The wild landscapes of Southern Oregon are beautiful, but our Monument is not just about beauty. These protected lands are part of a global biosphere that supports all living things on our planet, including us. The biosphere feeds us, cycles oxygen into the atmosphere and stabilizes our climate. If we destroy enough of it, we will die.

Not to put too fine a point on it, much is at stake here. Our Monument is a tiny speck on a vast Earth, but it is part of an important global conversation.

So what is our answer to that president and Zinke? I suggest that we show them how much we, as a community, value our Monument. Let’s invest in it.
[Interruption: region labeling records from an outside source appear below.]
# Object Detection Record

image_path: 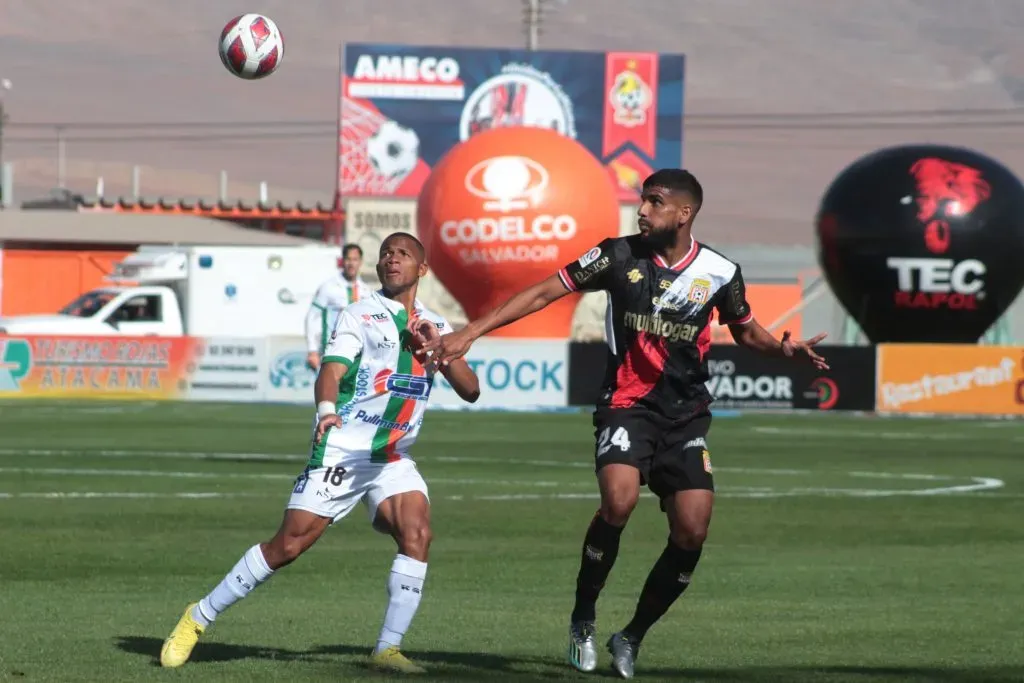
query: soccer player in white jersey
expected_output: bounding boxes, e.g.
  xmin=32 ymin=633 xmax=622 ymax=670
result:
xmin=306 ymin=244 xmax=373 ymax=370
xmin=160 ymin=232 xmax=480 ymax=674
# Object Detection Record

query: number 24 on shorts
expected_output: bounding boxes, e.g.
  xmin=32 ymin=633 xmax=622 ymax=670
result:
xmin=597 ymin=427 xmax=630 ymax=458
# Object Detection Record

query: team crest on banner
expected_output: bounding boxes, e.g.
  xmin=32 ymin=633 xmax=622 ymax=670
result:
xmin=686 ymin=280 xmax=711 ymax=305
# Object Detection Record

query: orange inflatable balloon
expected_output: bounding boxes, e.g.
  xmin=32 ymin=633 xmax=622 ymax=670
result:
xmin=417 ymin=127 xmax=618 ymax=339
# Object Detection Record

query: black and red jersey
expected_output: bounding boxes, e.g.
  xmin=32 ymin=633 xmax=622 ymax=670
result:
xmin=558 ymin=234 xmax=753 ymax=418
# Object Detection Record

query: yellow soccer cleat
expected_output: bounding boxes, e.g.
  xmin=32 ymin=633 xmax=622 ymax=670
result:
xmin=160 ymin=602 xmax=206 ymax=669
xmin=370 ymin=647 xmax=427 ymax=674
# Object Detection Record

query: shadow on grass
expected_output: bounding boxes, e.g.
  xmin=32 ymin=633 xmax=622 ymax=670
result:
xmin=116 ymin=636 xmax=1024 ymax=683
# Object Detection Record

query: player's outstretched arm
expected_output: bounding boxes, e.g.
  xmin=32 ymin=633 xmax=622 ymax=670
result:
xmin=729 ymin=317 xmax=828 ymax=370
xmin=313 ymin=359 xmax=348 ymax=443
xmin=441 ymin=358 xmax=480 ymax=403
xmin=419 ymin=273 xmax=569 ymax=366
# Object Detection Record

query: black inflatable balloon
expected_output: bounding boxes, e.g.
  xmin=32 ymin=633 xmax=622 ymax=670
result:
xmin=816 ymin=144 xmax=1024 ymax=343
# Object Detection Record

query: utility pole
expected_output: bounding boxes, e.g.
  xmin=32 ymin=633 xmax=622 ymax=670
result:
xmin=522 ymin=0 xmax=544 ymax=51
xmin=0 ymin=78 xmax=11 ymax=209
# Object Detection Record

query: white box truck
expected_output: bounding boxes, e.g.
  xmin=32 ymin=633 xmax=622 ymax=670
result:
xmin=0 ymin=244 xmax=339 ymax=338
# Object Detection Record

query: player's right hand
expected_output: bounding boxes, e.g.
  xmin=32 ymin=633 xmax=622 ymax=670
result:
xmin=313 ymin=415 xmax=341 ymax=445
xmin=425 ymin=328 xmax=473 ymax=366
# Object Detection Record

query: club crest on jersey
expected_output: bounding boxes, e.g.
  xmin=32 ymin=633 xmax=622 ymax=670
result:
xmin=686 ymin=280 xmax=711 ymax=305
xmin=577 ymin=247 xmax=601 ymax=268
xmin=375 ymin=373 xmax=433 ymax=400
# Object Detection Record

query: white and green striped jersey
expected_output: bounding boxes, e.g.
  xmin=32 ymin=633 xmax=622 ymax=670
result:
xmin=309 ymin=291 xmax=452 ymax=467
xmin=306 ymin=272 xmax=373 ymax=353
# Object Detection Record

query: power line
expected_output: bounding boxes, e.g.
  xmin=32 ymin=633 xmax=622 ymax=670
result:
xmin=4 ymin=118 xmax=1024 ymax=144
xmin=7 ymin=108 xmax=1024 ymax=130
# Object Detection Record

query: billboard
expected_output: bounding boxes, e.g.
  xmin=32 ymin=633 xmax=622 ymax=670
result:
xmin=876 ymin=344 xmax=1024 ymax=415
xmin=567 ymin=342 xmax=876 ymax=413
xmin=0 ymin=335 xmax=266 ymax=401
xmin=0 ymin=336 xmax=202 ymax=398
xmin=338 ymin=43 xmax=685 ymax=201
xmin=429 ymin=337 xmax=569 ymax=411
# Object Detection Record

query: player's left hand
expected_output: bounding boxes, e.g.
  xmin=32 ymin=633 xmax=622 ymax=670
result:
xmin=782 ymin=330 xmax=828 ymax=370
xmin=407 ymin=317 xmax=441 ymax=372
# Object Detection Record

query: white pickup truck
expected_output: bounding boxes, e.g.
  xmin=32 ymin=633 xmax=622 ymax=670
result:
xmin=0 ymin=244 xmax=339 ymax=337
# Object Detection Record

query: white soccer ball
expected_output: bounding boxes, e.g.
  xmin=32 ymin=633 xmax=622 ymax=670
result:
xmin=367 ymin=121 xmax=420 ymax=178
xmin=220 ymin=14 xmax=285 ymax=81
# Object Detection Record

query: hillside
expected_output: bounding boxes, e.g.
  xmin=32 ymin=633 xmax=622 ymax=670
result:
xmin=0 ymin=0 xmax=1024 ymax=243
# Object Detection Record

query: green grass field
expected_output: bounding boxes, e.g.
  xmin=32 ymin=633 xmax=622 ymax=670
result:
xmin=0 ymin=402 xmax=1024 ymax=683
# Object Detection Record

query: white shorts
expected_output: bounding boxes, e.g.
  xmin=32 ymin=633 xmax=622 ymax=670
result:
xmin=288 ymin=458 xmax=430 ymax=523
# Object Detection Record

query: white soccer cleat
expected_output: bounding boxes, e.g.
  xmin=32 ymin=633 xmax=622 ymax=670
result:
xmin=568 ymin=622 xmax=597 ymax=672
xmin=608 ymin=631 xmax=640 ymax=678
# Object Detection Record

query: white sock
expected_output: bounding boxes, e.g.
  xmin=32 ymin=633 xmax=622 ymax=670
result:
xmin=191 ymin=545 xmax=273 ymax=627
xmin=375 ymin=554 xmax=427 ymax=652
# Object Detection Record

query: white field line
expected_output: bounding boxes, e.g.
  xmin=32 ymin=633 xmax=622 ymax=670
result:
xmin=0 ymin=467 xmax=590 ymax=488
xmin=0 ymin=467 xmax=1006 ymax=501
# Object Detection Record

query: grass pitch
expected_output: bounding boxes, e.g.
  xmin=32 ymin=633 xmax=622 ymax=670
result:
xmin=0 ymin=402 xmax=1024 ymax=683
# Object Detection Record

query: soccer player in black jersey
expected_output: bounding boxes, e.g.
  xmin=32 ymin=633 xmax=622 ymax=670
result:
xmin=426 ymin=169 xmax=828 ymax=678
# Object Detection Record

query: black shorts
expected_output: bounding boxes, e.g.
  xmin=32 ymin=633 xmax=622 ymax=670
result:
xmin=594 ymin=408 xmax=715 ymax=500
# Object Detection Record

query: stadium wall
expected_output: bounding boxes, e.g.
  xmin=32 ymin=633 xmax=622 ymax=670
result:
xmin=0 ymin=336 xmax=1024 ymax=418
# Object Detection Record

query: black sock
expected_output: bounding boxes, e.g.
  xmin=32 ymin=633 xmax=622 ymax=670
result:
xmin=623 ymin=540 xmax=700 ymax=642
xmin=571 ymin=513 xmax=623 ymax=622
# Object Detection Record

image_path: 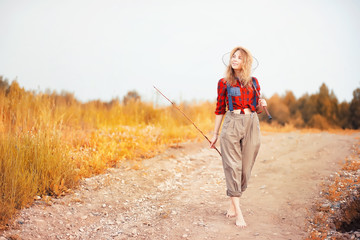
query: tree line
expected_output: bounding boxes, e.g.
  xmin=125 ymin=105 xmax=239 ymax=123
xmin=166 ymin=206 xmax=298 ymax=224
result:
xmin=260 ymin=83 xmax=360 ymax=130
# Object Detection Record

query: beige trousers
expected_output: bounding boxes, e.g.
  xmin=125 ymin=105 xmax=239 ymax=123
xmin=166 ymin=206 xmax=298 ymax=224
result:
xmin=220 ymin=112 xmax=260 ymax=197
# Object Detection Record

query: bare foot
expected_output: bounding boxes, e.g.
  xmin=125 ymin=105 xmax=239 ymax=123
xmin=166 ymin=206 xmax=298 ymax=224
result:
xmin=225 ymin=202 xmax=236 ymax=218
xmin=235 ymin=213 xmax=246 ymax=228
xmin=225 ymin=209 xmax=236 ymax=218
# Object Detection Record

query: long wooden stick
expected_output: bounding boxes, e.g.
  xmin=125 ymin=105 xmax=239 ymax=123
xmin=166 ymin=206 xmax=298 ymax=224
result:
xmin=153 ymin=86 xmax=221 ymax=156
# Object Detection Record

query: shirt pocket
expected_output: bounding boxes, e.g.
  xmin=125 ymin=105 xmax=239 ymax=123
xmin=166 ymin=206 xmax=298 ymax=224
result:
xmin=230 ymin=87 xmax=241 ymax=97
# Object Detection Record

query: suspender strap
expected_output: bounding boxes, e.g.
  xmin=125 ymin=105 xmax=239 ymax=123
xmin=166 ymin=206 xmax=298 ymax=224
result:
xmin=226 ymin=83 xmax=234 ymax=111
xmin=226 ymin=78 xmax=259 ymax=111
xmin=252 ymin=78 xmax=258 ymax=109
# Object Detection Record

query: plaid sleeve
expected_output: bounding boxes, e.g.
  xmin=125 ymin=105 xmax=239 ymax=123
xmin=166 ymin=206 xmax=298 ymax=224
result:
xmin=215 ymin=79 xmax=227 ymax=115
xmin=253 ymin=77 xmax=262 ymax=113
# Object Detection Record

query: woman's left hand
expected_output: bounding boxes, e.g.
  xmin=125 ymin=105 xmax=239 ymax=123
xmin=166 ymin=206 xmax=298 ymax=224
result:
xmin=259 ymin=98 xmax=267 ymax=107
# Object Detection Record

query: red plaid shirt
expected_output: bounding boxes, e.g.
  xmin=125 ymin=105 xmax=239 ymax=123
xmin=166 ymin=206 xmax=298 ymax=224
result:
xmin=215 ymin=77 xmax=260 ymax=115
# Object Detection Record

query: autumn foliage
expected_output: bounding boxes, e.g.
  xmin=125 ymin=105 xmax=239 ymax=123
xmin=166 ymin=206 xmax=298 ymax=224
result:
xmin=0 ymin=76 xmax=360 ymax=226
xmin=261 ymin=84 xmax=360 ymax=130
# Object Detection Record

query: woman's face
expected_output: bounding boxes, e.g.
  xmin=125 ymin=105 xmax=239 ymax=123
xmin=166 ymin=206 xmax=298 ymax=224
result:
xmin=231 ymin=50 xmax=242 ymax=70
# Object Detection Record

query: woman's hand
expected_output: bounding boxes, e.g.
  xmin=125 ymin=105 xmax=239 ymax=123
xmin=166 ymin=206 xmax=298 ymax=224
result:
xmin=210 ymin=134 xmax=219 ymax=148
xmin=259 ymin=98 xmax=267 ymax=107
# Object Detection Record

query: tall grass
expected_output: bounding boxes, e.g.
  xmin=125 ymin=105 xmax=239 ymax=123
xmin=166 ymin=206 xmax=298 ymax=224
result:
xmin=0 ymin=81 xmax=214 ymax=227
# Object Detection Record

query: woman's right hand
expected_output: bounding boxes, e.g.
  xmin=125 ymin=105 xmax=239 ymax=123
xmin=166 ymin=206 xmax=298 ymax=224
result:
xmin=210 ymin=134 xmax=218 ymax=148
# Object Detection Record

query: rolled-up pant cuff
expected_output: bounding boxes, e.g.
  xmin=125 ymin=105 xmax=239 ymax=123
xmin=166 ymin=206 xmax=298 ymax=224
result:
xmin=226 ymin=189 xmax=242 ymax=197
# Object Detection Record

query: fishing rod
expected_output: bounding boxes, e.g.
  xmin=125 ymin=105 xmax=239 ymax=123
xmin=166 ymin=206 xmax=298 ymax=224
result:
xmin=252 ymin=83 xmax=272 ymax=120
xmin=153 ymin=85 xmax=221 ymax=156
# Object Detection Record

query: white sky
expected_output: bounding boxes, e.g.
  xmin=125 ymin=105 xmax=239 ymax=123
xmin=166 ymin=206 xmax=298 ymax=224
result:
xmin=0 ymin=0 xmax=360 ymax=103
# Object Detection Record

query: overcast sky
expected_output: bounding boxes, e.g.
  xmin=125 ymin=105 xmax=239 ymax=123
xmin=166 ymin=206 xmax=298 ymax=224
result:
xmin=0 ymin=0 xmax=360 ymax=102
We (my family, partner and I) are prepared to contribute 50 acres of our property for a facility and programs that will help our neighbors, our nation and the world understand why protecting this resource is such a vital undertaking. The shorthand for such an initiative is ‘visitor center’ but our intention would not be just to entertain visitors. The mission of the enterprise would involve knowledge and communication. Programs could include:

• Interpretative displays and presentations depicting the features, biodiversity and cultural history of the lands protected by the Monument.

• Research to support continued scientific study of the protected resources.

• Educational offerings for students of all ages.

• Artist in residence activities.

Individuals and organizations already involved in managing and supporting our Cascade-Siskiyou National Monument have expressed interest in this concept. It will involve creating a non-profit entity, such as a trust, and will eventually need private underwriting.